Whether the board contains analog, digital, programmable FPGA logic or serial communications, each one is designed using SMT components. These components offer a small footprint, low power consumption (less than 5 watts) and very little weight (excellent SWAP factor). The majority of them function in -40 to +85C and MIL-STD 810 environments. We call them AcroPacks (fig. 1).

Figure 2

A clear definition for success

With a family of I/O products in design, efforts turned to carrier cards to provide homes for them in a variety of PCIe-based systems. This is where the future of the plan had to contain clear definition for success. As a result of analyzing the market, we identified rugged servers and VPX systems as our first two strategic partnership potentials. Creating single-height, double-height ½ length and double-height full length PCIe carriers allows rugged server companies and integrators (using rugged servers) to add a huge variety of I/O on single, double and four-site I/O carriers (fig. 2). After addressing the servers, the next logical choice was VPX. 

Figure 3

The 3U conduction-cooled format doesn’t allow for more than a single I/O module to communicate thru the backplane due to the limited number of pins available. We can, however, support three I/O modules on air-cooled applications. We quickly realized that we could provide optimal general purpose I/O flexibility on the 6U VPX platform (fig 3). This form factor allowed for much higher data throughput speeds, but it has always been more expensive on a per-slot basis than 3U VPX. With the opportunity to create a 6U VPX carrier that handled an XMC site and four of the AcroPack products, I realized the potential would be even greater if the XMC site could host an XMC/SBC board. 
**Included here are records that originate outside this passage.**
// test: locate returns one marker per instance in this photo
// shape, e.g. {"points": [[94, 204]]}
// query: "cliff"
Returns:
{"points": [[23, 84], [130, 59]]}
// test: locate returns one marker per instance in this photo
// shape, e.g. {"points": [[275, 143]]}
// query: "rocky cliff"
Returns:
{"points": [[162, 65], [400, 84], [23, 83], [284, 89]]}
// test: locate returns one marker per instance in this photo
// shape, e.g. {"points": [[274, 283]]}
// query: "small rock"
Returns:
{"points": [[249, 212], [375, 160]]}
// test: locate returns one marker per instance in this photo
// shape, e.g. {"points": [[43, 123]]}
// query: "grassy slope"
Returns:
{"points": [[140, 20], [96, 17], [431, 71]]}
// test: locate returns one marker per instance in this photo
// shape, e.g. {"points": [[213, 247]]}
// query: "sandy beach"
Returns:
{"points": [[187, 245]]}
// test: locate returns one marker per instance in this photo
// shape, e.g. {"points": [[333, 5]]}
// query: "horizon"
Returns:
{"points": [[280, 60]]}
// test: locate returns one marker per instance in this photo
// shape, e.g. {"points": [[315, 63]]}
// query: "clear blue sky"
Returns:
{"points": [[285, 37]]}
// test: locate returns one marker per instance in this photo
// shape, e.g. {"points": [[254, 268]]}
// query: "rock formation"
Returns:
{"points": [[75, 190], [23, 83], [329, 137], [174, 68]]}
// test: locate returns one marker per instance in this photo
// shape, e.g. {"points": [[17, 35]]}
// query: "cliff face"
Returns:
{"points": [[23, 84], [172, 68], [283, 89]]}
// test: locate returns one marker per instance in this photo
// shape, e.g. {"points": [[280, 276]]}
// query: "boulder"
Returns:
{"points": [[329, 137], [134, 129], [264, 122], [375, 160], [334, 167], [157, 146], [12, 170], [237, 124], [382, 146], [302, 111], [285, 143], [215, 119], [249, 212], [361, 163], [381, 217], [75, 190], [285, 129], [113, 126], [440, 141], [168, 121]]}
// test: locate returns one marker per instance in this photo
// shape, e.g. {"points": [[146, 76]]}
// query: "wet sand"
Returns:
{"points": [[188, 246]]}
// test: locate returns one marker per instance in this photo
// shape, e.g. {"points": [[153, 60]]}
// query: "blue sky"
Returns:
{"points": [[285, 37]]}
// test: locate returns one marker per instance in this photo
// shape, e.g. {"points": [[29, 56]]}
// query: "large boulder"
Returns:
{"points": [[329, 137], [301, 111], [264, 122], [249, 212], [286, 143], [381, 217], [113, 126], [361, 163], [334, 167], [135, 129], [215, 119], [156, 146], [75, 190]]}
Once our design engineer confirmed it was possible, we completed and tested the design with XMC/SBC boards from both Curtiss Wright and Concurrent Technologies. CCT has also exercised the combination successfully (fig. 4).

Figure 4

Consequently, an end user can select an XMC/SBC that meets their needs and install it on the 6U VPX carrier. They can also have four additional I/O modules (including programmable FPGAs), in a single-slot 6U VPX solution. Furthermore, using a second, and even third, carrier with additional I/O modules, other specialized XMC cards can be added, including:

  • multi-channel high speed communications
  • software radio
  • high-speed analog I/O
  • custom graphics
  • video

Doing so creates a 2-3 slot 6U VPX solution that not only rivals a 5-8 slot 3U VPX system in price, but can out-perform it by several times; all while reducing the overall package size!
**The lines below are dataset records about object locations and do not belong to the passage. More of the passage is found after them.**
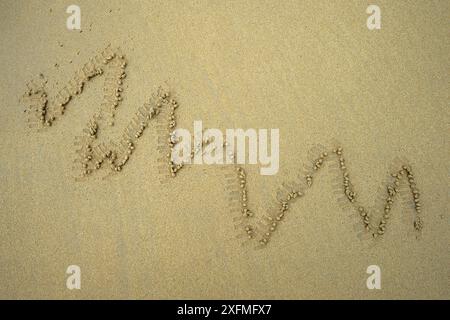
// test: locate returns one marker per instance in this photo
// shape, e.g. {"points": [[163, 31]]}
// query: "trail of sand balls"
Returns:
{"points": [[93, 155]]}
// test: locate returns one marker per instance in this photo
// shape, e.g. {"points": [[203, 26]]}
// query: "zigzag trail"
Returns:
{"points": [[94, 155]]}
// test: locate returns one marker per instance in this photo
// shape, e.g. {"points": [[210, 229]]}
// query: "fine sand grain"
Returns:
{"points": [[364, 150]]}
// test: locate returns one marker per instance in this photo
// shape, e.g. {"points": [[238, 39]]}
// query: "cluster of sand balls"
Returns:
{"points": [[92, 154], [119, 154], [348, 187], [44, 113]]}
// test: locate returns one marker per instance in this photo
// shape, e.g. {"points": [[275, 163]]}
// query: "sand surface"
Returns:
{"points": [[310, 68]]}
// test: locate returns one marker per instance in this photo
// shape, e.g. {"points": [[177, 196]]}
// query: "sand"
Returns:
{"points": [[311, 69]]}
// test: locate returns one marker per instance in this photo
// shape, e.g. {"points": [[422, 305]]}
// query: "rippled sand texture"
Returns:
{"points": [[311, 69]]}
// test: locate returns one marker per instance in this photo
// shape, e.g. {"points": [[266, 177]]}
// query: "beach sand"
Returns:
{"points": [[310, 68]]}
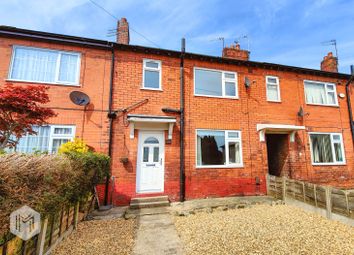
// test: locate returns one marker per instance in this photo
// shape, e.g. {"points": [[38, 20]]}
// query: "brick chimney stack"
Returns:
{"points": [[235, 52], [123, 31], [329, 63]]}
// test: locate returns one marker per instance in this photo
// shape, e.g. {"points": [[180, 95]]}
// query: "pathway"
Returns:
{"points": [[157, 235]]}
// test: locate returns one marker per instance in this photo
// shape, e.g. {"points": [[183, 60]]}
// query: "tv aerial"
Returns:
{"points": [[79, 98], [332, 42]]}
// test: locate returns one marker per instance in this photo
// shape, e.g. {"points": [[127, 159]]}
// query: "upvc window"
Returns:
{"points": [[320, 93], [214, 83], [273, 89], [219, 148], [45, 66], [327, 148], [152, 74], [48, 139]]}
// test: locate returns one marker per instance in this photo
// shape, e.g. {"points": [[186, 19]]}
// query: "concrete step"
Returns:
{"points": [[149, 199], [133, 213], [139, 205]]}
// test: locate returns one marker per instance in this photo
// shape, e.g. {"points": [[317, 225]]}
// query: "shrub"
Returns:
{"points": [[77, 145], [47, 182]]}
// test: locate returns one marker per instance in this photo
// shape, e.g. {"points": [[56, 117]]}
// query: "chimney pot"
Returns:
{"points": [[123, 31], [235, 52], [329, 63]]}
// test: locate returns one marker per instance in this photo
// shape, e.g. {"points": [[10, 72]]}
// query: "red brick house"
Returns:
{"points": [[238, 119]]}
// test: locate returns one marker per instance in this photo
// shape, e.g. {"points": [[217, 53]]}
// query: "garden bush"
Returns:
{"points": [[77, 145], [47, 183]]}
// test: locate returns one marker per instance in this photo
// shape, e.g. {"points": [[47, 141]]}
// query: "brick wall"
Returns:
{"points": [[200, 113], [91, 124]]}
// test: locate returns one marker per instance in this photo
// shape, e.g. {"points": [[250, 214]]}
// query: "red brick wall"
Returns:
{"points": [[200, 112], [127, 92], [91, 125], [217, 113], [251, 109]]}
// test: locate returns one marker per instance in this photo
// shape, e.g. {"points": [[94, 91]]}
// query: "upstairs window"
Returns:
{"points": [[48, 139], [45, 66], [215, 83], [218, 148], [327, 148], [273, 89], [320, 93], [152, 74]]}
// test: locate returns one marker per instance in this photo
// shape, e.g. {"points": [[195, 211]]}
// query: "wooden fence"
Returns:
{"points": [[53, 230], [331, 199]]}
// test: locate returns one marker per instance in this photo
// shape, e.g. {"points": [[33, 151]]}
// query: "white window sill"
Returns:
{"points": [[42, 82], [220, 166], [330, 164], [328, 105], [225, 97], [151, 89]]}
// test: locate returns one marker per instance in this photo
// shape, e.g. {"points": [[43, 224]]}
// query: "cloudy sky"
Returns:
{"points": [[288, 32]]}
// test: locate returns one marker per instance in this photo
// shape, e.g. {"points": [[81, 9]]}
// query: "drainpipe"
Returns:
{"points": [[111, 116], [347, 90], [182, 173]]}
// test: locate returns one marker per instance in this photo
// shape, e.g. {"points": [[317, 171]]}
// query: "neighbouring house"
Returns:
{"points": [[239, 119]]}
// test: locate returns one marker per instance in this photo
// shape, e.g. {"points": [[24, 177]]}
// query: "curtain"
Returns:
{"points": [[199, 150], [63, 131], [315, 93], [32, 143], [57, 142], [322, 151], [68, 68], [34, 65], [234, 152], [272, 92]]}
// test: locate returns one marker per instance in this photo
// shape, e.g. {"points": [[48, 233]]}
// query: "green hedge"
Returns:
{"points": [[47, 182]]}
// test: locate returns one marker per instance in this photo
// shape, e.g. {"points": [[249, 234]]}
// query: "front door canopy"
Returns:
{"points": [[278, 129], [151, 122]]}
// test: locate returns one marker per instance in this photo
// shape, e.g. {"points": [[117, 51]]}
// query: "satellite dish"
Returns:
{"points": [[79, 98], [247, 82]]}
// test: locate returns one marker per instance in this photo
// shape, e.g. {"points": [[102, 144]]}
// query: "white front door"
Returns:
{"points": [[150, 165]]}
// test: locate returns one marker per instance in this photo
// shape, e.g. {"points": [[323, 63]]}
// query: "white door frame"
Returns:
{"points": [[139, 155]]}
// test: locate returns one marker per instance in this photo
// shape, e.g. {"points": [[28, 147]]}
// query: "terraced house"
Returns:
{"points": [[186, 125]]}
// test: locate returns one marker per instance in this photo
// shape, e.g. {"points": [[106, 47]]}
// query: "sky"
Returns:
{"points": [[290, 32]]}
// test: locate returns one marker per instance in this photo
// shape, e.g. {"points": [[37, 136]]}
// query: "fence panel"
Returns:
{"points": [[332, 199], [57, 226]]}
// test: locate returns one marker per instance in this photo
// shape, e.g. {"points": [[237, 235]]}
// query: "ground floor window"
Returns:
{"points": [[327, 148], [48, 139], [217, 148]]}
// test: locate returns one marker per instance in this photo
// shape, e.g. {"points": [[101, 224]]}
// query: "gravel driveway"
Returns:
{"points": [[100, 237], [264, 229]]}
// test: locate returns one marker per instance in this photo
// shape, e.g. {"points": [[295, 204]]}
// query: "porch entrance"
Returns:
{"points": [[150, 163], [277, 151]]}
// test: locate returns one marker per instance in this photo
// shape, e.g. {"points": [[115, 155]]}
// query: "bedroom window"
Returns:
{"points": [[320, 93], [214, 83], [45, 66], [151, 74]]}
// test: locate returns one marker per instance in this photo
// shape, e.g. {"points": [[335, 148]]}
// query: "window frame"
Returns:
{"points": [[278, 88], [334, 163], [227, 140], [336, 104], [57, 68], [159, 69], [53, 136], [223, 81]]}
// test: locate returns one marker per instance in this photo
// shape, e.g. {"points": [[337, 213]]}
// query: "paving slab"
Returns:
{"points": [[157, 235], [113, 213], [219, 202]]}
Conclusion: Smaller companies that stay focused on their core technologies can succeed.

As a result of adopting a strategic partnership approach, smaller companies that focus on their core technologies can succeed in this high-tech world. Partners offer new ways to expand market share by complementing each other’s product lines. Market customers will benefit from these collaborations with improved price/performance solutions for many applications. We’re finding that by maintaining a win-win attitude with our partners, it can be done!

Figure 5

Continuing on this path, Acromag is creating additional partnerships using the AcroPack family of I/O for COMM Express TYPE 10. Our ACEX-4041 carrier will accept a CPU from ADLINK and handle four AP I/O modules and M.2 storage. Ecrin, Acromag’s Channel Partner in France, is developing a fanless SFF solution using #38999 connectors and removable storage for extreme applications based on a similar CPU/carrier combination (fig. 5).